Historia - The Lost Continent

Hazsef
Chapter #3

Firasat

Perlahan, malam yang bertabur bintang mulai terusir oleh hangatnya cahaya mentari yang berwarna keemasan. Sinar itu menembus celah awan putih dan rimbunnya dedaunan musim hujan yang tampak segar. Memamerkan pilar-pilar cahaya miring yang menghiasi sisa-sisa embun pagi pada lapangan berumput yang terlihat berkilauan laksana permata yang memanjakan mata.

Ketika silau cahaya dari balik jendela kaca memaksa kelopak matanya untuk terbuka, Akasa pun mengerjap dan perlahan mengumpulkan kesadaran. Usai duduk sejenak, ia kemudian bangkit meraih handuk untuk mandi pagi, lalu berganti pakaian dan bersiap menuju ke kampus.

Awalnya, semuanya tampak normal. Bangun pagi seperti biasa, jalan melalui rute seperti biasa, melihat rutinitas harian sekitar yang ia lalui seperti biasa. Namun, di pagi yang cerah itu, tiba-tiba muncul perasaan tidak nyaman yang samar.

"Eh, ini cuman perasaanku aja atau emang ada yang ngawasi ya?" pikir Akasa, bulu kuduknya sedikit berdiri. Ia berusaha mengabaikannya dan melangkah menuju kampus yang hanya sepuluh menit berjalan kaki dari rumahnya. Namun, di setiap langkahnya, perasaan itu kian menguat. Memaksa Akasa agar memutar otak untuk meredakan kegelisahannya.

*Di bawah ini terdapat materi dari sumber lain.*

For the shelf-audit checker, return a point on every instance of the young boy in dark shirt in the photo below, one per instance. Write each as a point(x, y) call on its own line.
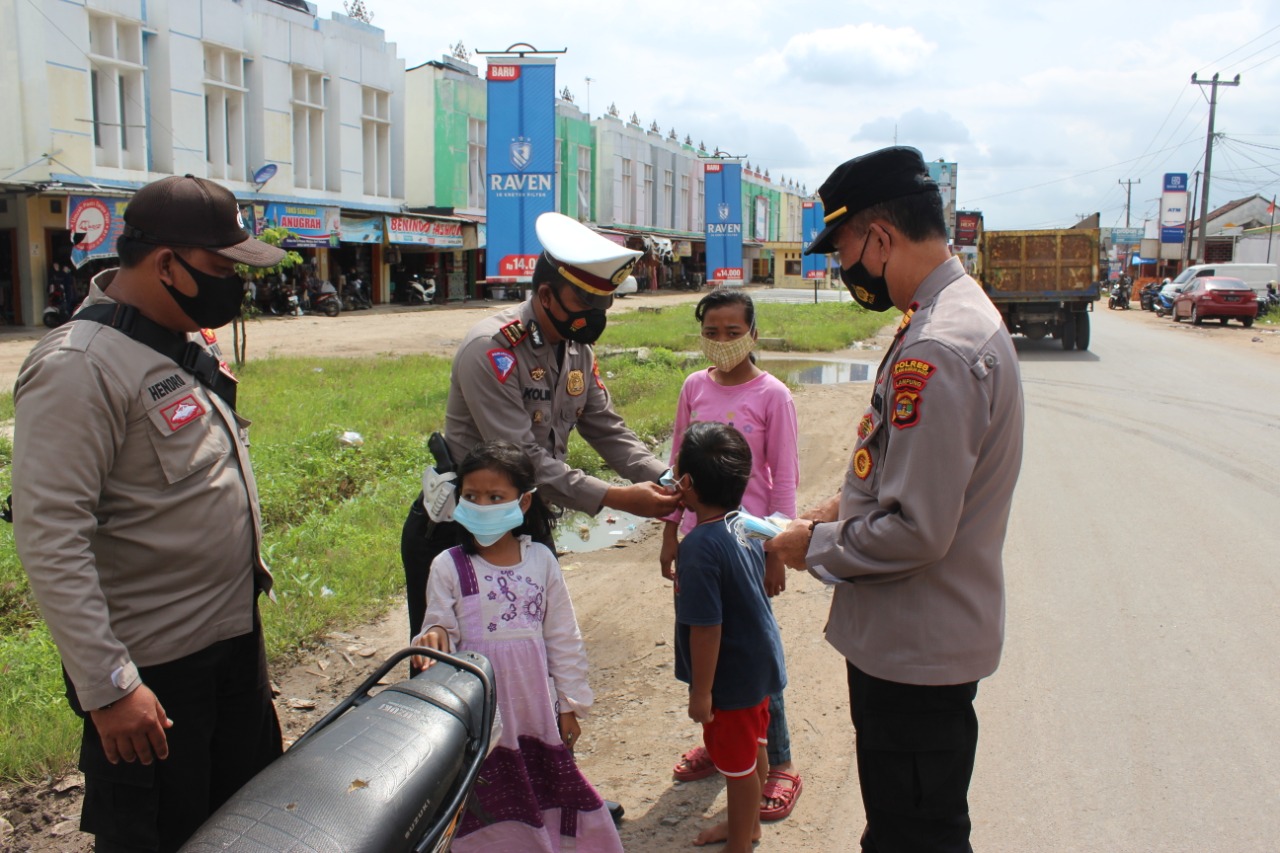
point(727, 644)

Setelah mempertimbangkan beberapa pilihan, ia memutuskan mengambil jalan alternatif yang sedikit memutar. Tepatnya di salah satu persimpangan yang ramai dengan pedagang kaki lima, terdapat minimarket dengan dinding kaca besar, di sanalah Akasa berniat untuk memastikan firasatnya, apa benar ada yang membuntutinya ataukah tidak.

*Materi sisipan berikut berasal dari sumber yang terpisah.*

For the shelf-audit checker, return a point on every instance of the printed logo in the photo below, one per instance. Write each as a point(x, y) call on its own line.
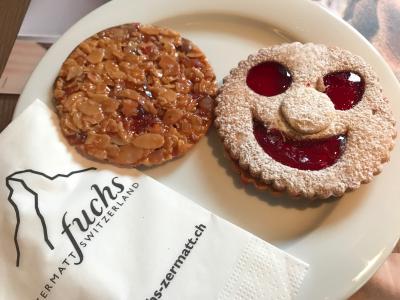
point(13, 178)
point(91, 210)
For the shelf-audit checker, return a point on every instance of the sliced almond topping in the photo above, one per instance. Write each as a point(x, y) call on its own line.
point(149, 141)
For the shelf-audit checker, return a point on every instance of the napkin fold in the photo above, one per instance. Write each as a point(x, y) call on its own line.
point(75, 229)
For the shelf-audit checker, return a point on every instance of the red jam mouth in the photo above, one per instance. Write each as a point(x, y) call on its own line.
point(313, 154)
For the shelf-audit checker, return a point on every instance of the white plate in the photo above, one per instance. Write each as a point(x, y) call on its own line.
point(344, 241)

Kemudian, setibanya di persimpangan dan berbelok ke kiri, Akasa pun mulai memperlambat langkahnya. Matanya fokus pada pantulan kaca minimarket yang ada di seberang jalan pada sisi kanannya.

Beberapa detik kemudian, terlihat samar pantulan dua sosok berpakaian mencurigakan yang mengikutinya dari belakang. Mereka tampak memainkan ponsel sambil sesekali melirik ke arahnya.

"Ah, beneran dong!" gumam Akasa dengan mata terbelalak, usai firasat buruknya telah terbukti dengan jelas.

Merasa panik, Akasa pun berusaha kabur, namun langkahnya terhenti oleh seorang pria yang tiba-tiba berdiri beberapa meter di depannya. Perawakannya seperti bapak-bapak yang berkumis tebal namun berjenggot tipis, memberikan kesan garang. Wajahnya tampak serius dengan mata tajam yang tersembunyi di balik bayangan topi kulit bundar berwarna cokelat, menambah kesan klasik misterius.

Pria paruh baya itu mengenakan blazer panjang krem dengan kemeja hitam rapi di dalamnya, kontras dengan dasi krem dan celana panjang hitam yang pas. Sepatu hitamnya mengkilap, melengkapi penampilan profesionalnya. Ia berjalan dengan percaya diri, matanya menatap tajam ke arah Akasa, layaknya predator yang sedang mengintai mangsanya. Namun, saat pria itu membuka mulut, secara tak terduga nada bicaranya ternyata ramah dan profesional, seperti seorang eksekutif senior.

"Selamat pagi, Nak!" sapa pria itu ramah.

"P-pagi, Pak!" balas Akasa kaget.

"Mau berangkat kuliah?" tanya pria itu basa-basi.

"I-iya, ini saya lagi otw." jawab Akasa sekenanya.